10.140.28.10/26 LAN__MT_1__AP 10.140.28.129/26 —( LINK )—10.140.28.130/26 __MT_2__LAN 10.140.28.65 / 27
The problem is that remote MT_2 (10.140.28.65) cannot reach 10.140.28.10 IP !!!
MT_1 routes: 10.140.28.64/27 nexthop is 10.140.28.130
MT_2 routes: 10.140.28.0/26 nexthop is 10.140.28.129
Am i missing something here?
Yesterday I have reset configuration on MT_2 and reconfigure from scrath. It worked for about 2-3 hours and then it stoppped reaching 10.140.28.10 again.
After some troubleshooting I find out what may cause the issue:
devices attached to MT1_LAN & MT2_LAN can communicate between them without any issue.
The problem is only isolated to the MT_2: ping with source interface the LAN timeouts.
The ICMP packet does not reach MT_1 AP interface, is the problem is located to MT2 routerboard; it doesnt forward correctly the packets
tools > traceroute > use DNS ==> DNS request obey to “source interface” choise or not?
if hosts are windows machines check windows firewall, be sure is disabled, also any firewall or network protection on anti-virus software o another security suite
I’m curious, is that PTP link setup? Why the /26??
You could isolate if the problem is in that link, connect both MTs directly on an unused ethernet and set the Link IPs there, if suddenly everything works the some system in the link is to blame…
Netmask mistake was the first suspect but I have triple checked and seem correct.
Devices are windows, but those windows hosts do NOT have any problem.
The problem is MT_2 related: it cannot ping the other side when selecting the LAN interface as source
/26 was selected because it is an interface in AP mode with an omni antenna.
Various devices can connect on it using DHCP. DHCP_Pool does not include .130 IP in the range.
I have also checked if any other device accidentally is using .130 IP: none is.
I used a static ARP for .130 device; no improvements.
I think I have to sniff some traffic and check what is going on.
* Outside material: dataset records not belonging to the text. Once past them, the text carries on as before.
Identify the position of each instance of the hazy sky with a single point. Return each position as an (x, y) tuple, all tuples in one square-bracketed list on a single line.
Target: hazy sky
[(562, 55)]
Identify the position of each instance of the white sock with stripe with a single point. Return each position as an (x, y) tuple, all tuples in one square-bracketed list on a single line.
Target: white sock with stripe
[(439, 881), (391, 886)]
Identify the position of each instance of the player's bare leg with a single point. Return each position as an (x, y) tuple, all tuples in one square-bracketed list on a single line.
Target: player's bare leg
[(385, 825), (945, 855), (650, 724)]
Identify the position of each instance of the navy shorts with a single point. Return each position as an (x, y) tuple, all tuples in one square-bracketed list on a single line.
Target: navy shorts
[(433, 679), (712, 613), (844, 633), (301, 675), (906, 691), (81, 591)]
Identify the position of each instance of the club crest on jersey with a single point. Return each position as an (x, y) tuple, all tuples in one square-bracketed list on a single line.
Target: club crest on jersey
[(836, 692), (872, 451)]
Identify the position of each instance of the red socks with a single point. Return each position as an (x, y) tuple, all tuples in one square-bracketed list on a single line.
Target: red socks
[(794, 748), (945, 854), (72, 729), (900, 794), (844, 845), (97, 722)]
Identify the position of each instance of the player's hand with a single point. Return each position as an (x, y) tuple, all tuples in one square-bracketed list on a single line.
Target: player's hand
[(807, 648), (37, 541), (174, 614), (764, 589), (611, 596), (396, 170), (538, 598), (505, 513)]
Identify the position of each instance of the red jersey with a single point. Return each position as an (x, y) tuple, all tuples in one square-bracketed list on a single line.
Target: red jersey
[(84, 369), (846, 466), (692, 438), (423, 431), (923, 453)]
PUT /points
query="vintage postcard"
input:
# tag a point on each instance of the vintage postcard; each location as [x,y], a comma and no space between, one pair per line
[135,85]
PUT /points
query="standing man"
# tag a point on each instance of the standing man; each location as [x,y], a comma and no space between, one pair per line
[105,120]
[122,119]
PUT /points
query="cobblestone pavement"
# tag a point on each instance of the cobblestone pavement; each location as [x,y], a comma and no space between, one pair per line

Are you selecting the LAN interface as the interface where the packets should be sent, or selecting the IP address of the LAN interface as the source address of the ping packets?
(they’re different things)
The “Interface” option on the General tab of the ping tool is used to force the packets to leave the Mikrotik via a specific Interface. (It’s deceptive if you’re used to Cisco’s src interface in extended ping). If you’re setting LAN interface here, then this is why it’s failing.
What you want is to go into the Advanced tab and set the Src Address field to 10.140.28.65.
Not sure this is what you’re doing, but I get that impression based on the way you’re wording your posts.